移動速度差が前記好ましい範囲であれば上記Re[0°]、γ、Rthを好ましい範囲に制御することが達成でき好ましい。なお、挟圧装置を用いた周速差製膜ではメルトが全幅に渡り均等に2つの挟圧面によって挟みこまれているため、得られるフィルムの光学特性の幅方向分布が小さいのが特徴である。

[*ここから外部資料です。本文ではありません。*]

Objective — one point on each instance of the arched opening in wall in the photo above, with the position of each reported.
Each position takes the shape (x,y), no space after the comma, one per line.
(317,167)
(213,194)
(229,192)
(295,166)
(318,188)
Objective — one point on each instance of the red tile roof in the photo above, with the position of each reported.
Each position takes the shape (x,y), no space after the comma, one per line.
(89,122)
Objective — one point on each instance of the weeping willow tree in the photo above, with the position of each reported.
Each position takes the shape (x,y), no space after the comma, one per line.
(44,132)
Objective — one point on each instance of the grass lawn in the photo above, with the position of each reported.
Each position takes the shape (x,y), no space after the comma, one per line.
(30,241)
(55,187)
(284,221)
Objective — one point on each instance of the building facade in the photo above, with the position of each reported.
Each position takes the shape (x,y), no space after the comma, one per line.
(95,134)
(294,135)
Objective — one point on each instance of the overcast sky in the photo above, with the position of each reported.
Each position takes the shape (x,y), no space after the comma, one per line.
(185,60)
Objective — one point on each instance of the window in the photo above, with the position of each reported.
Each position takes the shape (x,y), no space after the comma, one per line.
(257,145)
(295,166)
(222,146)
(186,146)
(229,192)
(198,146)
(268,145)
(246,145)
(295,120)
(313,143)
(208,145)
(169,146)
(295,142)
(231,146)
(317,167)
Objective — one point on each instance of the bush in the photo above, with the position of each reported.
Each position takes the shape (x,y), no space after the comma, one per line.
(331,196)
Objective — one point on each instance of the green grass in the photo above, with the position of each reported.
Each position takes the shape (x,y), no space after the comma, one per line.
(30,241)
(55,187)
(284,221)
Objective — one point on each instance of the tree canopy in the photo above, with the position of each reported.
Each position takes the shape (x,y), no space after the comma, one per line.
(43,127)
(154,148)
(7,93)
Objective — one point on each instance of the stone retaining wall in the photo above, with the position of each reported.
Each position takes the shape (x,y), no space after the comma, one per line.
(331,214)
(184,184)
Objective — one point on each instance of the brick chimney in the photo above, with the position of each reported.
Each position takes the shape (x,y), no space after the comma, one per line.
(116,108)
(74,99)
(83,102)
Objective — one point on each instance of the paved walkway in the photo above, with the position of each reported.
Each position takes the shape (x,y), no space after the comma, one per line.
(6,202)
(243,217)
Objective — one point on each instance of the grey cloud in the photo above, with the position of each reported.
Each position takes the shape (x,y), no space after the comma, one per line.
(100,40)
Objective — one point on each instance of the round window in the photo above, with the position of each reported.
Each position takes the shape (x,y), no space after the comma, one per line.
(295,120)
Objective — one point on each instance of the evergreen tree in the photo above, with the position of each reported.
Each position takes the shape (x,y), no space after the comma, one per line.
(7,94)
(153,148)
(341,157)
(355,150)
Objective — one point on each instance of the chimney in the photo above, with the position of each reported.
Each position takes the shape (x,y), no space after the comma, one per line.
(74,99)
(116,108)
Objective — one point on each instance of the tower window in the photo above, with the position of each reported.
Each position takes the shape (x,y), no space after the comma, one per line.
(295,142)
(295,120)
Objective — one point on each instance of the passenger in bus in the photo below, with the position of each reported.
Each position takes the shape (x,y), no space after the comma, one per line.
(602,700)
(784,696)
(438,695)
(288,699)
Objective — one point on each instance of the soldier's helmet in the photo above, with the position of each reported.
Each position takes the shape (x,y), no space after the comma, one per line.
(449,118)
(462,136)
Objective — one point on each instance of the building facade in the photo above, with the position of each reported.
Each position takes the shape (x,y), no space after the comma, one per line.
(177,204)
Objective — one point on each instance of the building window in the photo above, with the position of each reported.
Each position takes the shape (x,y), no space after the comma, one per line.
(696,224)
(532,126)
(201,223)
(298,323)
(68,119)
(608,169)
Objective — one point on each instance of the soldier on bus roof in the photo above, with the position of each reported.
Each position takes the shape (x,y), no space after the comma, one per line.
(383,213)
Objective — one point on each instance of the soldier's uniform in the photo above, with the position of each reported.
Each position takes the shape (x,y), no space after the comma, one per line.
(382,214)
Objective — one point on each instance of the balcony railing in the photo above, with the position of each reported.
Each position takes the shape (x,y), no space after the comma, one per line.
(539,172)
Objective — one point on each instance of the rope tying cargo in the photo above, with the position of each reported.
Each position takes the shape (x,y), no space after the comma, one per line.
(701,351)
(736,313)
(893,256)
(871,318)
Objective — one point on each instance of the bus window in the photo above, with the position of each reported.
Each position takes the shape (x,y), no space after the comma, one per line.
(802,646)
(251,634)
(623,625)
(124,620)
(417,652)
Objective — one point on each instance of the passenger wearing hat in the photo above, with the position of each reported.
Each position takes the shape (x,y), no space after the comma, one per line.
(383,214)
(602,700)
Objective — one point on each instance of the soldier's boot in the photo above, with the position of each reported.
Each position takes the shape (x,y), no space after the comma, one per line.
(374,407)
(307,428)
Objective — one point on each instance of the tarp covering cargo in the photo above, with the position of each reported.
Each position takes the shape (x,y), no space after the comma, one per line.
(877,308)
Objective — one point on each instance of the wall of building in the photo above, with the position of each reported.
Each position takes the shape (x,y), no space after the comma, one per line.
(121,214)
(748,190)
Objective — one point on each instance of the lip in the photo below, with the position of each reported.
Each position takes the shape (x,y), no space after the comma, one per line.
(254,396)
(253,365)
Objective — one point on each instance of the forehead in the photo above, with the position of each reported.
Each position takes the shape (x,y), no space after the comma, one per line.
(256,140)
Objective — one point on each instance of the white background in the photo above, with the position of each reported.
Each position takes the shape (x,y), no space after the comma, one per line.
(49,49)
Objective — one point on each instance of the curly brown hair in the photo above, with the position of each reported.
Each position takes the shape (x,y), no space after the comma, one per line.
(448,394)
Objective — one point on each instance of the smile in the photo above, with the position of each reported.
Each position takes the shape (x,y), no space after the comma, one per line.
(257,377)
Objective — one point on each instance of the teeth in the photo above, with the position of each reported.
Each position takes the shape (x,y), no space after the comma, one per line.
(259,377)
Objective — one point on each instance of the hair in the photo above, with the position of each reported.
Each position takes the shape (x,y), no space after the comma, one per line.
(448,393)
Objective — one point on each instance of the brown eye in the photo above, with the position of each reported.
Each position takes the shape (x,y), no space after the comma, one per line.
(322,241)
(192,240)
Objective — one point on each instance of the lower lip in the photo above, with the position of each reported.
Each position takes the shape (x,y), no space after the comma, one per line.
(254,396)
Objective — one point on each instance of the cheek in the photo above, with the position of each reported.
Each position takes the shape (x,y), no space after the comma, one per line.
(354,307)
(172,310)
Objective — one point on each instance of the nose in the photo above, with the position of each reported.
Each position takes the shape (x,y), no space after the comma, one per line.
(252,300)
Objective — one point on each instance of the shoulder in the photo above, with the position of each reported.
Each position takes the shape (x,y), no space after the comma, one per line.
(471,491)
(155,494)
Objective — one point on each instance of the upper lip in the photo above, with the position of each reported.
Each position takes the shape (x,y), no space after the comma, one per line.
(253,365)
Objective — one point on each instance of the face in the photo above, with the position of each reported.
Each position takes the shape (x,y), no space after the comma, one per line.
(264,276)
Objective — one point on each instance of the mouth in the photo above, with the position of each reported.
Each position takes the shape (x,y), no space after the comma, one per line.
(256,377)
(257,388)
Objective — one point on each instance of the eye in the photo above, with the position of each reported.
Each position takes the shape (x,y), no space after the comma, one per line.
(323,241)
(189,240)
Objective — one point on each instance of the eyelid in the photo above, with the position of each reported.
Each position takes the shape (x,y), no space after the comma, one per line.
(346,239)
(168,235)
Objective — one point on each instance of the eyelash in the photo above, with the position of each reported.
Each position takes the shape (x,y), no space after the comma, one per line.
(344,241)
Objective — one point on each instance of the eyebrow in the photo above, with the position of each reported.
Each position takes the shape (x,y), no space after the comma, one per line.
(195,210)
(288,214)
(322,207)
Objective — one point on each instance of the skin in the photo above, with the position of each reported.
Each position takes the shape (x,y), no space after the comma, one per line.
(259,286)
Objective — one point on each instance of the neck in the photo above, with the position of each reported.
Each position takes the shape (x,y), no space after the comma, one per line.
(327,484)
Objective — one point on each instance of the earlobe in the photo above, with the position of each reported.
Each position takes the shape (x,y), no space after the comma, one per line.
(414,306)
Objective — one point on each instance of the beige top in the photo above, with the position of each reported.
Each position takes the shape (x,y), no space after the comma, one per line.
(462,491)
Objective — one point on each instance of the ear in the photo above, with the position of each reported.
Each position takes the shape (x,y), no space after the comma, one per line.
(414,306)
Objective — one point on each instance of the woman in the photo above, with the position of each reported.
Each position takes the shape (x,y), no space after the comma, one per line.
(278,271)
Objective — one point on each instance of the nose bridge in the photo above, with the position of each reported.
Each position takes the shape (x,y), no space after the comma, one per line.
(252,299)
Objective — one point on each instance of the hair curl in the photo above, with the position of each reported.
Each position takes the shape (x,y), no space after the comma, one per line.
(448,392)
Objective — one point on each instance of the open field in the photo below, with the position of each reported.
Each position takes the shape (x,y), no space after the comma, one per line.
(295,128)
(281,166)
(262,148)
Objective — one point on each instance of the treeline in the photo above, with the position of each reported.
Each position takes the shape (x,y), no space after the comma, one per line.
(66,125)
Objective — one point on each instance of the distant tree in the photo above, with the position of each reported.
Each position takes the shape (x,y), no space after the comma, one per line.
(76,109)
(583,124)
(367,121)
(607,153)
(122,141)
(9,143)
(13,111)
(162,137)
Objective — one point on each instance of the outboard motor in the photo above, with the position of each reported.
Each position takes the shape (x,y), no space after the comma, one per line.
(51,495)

さらに移動速度差が20%以下であれば、挟圧装置の挟圧面とメルトとの間でスリップが発生しにくく、横ダンが発生しにくくなるため好ましい。
【0067】
本発明の製造方法では、溶融押出しされた溶融物を挟圧装置を構成する第一挟圧面と第二挟圧面の間に連続的に挟圧してフィルム状に成形する従来の方法に加え、前記挟圧工程において、前記溶融物を15〜500MPaの圧力で挟圧することが好ましく、より容易に本発明の光学特性を有するフィルムを作製することができる。挟圧工程における圧力は、より好ましくは30〜500MPa、特に好ましくは35〜300MPa、さらに好ましくは40〜200MPaである。15MPa以上であれば、メルトを押さえつける力が十分に強く、メルトにせん断応力を加えてズリ効果を充分与えることができ、上述のような光学特性を達成できる。また15MPa以上であれば、挟圧装置の挟圧面の押し付けが十分にできるため、周速差を付与した際にメルトと挟圧装置の挟圧面との間でスリップが発生しにくく、横ダンが発生しにくい。一方、500MPa以下の圧力であれば、メルトに与える力が大きすぎず、メルトが変形して横ダンを形成することがないため好ましい。
【0068】
(吐出温度)
本発明の製造方法では、吐出温度(供給手段の出口の樹脂温度)は、樹脂の成形性向上と劣化抑制の観点から、Tg+50〜Tg+200℃であることが好ましく、Tg+70〜Tg+180℃であることがより好ましく、Tg+90〜Tg+150℃であることが特に好ましい。すなわち、Tg+50℃以上であれば、樹脂の粘度が十分低くなるため成形性が良好となり、Tg+200℃以下であれば、樹脂が劣化しにくい。
【0069】
(エアーギャップ)
本発明の製造方法では、例えばダイなどの供給手段から熱可塑性樹脂組成物を挟圧装置に供給する場合、エアーギャップ(供給手段の出口から挟圧装置の溶融物着地点までの距離)は、エアーギャップ間におけるメルトの保温の観点から、可能な限り近接することが好ましく、具体的には10〜300mmであることが好ましく、より好ましくは、20〜250mm、特に好ましくは、30〜200mmである。
【0070】
(ライン速度)
本発明の製造方法では、製膜速度は10m/分〜100m/分が好ましく、より好ましくは15m/分〜80m/分、さらに好ましくは20m/分〜60m/分である。10m/分以上であれば挟圧工程に使用する挟圧装置の挟圧面の駆動むらの影響が出にくく、横ダン発生の原因を抑えることができる。一方100m/分以下であればメルトやフィルムの変形速度が大きくなりすぎず、メルトやフィルムの変形が製膜速度に追いつくため、これに起因するむらが発生せず、横ダン発生の原因を抑えることができる。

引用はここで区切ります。